The Independent today reveals the possible extent of the deluge of litigation facing News International over phone-hacking.
It reports that 70 high-profile individuals have asked the Met Police to hand over any evidence suggesting their phones may have been hacked found during its investigation into News of the World investigator Glenn Mulcaire.
And it states that some 45 have launched, or are intending to launch, actions for breach of privacy against the News of the World.
Many of these individuals may just be trying their luck, because it costs them nothing to ask the question – and the potential rewards are a hefty settlement. But it is difficult to see how phone-hacking is not going to become very expensive indeed for News International (taking into account the huge legal fees of lawyers working on no win, no fee deals).
Meanwhile more evidence emerged last week, during football agent Sky Andrew’s breach of privacy action against the News of the World, that more journalists than previously admitted may have been party to phone-hacking at the paper.
The Guardian reports written evidence from Friday which was read out in court. It states the response given by Mulcaire to the question of who he gave email transcripts to:
Reading out Mulcaire’s evidence, a lawyer reportedly said: “Information was supplied to the newsdesk of the News of the World. This was manned by different people, [Mulcaire] cannot now recall who in respect of this claim he passed the information to.”
Information was supplied to the news desk of the News of the World. This was manned by different people, [Mulcaire] cannot now recall who in respect of this claim he passed the information to.”

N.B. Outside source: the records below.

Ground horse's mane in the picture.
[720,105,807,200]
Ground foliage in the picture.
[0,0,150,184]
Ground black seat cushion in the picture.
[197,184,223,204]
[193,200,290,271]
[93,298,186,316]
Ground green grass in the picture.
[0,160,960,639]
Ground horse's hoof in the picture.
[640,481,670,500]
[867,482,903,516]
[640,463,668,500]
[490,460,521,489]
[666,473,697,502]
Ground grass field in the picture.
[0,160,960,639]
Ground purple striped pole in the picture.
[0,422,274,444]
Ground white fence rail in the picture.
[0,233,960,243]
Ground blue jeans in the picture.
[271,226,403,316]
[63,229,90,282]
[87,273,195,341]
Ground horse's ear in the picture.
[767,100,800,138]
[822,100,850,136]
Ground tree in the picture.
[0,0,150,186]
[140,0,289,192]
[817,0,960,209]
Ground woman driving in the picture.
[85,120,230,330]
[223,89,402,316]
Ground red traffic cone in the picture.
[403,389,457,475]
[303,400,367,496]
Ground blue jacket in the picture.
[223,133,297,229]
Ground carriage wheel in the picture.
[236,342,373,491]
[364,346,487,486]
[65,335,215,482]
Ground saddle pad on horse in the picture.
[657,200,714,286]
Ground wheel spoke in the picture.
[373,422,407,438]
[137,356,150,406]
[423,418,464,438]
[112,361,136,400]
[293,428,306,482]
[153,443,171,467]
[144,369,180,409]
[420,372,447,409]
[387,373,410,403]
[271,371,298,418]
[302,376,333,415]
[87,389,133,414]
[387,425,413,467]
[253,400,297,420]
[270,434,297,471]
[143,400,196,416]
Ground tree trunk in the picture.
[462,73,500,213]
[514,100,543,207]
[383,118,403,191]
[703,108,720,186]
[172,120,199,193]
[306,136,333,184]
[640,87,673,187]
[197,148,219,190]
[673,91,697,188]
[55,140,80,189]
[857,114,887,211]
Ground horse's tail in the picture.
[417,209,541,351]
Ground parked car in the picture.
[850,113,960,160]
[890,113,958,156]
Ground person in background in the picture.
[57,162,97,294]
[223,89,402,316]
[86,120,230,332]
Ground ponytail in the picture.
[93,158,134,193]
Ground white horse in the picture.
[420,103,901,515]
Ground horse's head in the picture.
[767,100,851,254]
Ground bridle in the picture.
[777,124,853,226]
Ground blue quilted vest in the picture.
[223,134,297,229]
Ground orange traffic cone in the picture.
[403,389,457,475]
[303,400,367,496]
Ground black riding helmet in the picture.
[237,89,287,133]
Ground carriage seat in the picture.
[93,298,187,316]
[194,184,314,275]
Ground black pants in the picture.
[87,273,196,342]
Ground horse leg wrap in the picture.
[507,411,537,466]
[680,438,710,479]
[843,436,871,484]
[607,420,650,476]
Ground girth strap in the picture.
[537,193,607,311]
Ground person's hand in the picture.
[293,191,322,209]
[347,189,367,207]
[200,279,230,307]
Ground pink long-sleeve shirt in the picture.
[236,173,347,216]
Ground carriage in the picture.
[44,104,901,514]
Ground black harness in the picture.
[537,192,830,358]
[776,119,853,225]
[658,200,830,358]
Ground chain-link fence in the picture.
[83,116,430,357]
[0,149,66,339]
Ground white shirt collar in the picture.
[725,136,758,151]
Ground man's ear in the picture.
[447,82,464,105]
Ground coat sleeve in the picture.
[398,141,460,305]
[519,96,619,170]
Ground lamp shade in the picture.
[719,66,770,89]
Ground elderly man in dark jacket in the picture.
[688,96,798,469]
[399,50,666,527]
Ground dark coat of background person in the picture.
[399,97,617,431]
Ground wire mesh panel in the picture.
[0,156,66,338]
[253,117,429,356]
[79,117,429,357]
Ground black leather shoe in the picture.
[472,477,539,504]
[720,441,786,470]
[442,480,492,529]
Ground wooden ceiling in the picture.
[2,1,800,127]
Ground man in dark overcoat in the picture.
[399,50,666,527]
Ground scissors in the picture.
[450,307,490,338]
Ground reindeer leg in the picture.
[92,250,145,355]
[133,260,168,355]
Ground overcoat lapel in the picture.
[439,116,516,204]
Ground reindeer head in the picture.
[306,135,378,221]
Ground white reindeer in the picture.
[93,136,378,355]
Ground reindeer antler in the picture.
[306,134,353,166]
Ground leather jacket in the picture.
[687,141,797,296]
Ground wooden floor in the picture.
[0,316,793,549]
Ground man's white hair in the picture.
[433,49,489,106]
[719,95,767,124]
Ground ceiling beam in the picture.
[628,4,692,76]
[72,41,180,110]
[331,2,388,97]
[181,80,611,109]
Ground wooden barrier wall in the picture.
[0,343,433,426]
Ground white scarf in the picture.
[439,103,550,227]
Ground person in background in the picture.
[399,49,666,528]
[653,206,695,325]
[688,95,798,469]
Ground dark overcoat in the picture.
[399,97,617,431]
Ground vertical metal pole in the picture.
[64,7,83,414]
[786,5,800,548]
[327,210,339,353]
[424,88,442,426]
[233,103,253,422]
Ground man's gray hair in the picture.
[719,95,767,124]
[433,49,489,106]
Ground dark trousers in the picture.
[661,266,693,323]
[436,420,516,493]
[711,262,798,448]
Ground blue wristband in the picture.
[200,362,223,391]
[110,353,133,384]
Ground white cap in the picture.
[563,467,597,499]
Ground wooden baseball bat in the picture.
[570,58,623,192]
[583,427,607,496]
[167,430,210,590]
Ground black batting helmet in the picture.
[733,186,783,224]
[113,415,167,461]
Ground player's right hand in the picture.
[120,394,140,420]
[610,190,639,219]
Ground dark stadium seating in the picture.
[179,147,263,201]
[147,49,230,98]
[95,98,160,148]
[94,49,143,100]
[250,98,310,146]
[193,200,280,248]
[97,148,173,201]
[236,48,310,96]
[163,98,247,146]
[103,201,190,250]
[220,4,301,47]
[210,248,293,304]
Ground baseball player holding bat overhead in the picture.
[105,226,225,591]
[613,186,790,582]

Former Observer editor Donald Trelford, writing in the Independent today, suggests that phone-hacking has been over-blown as a story: “Evidence is the key word, and the press should wait for that. The fact that a celebrity thinks he or she may have been hacked isn’t evidence. The fact that Mulcaire gave information to the paper’s news desk is not evidence that many people must have had guilty knowledge of his phone-hacking – a straw at which the Guardian and The Independent have been grasping rather desperately in recent days.”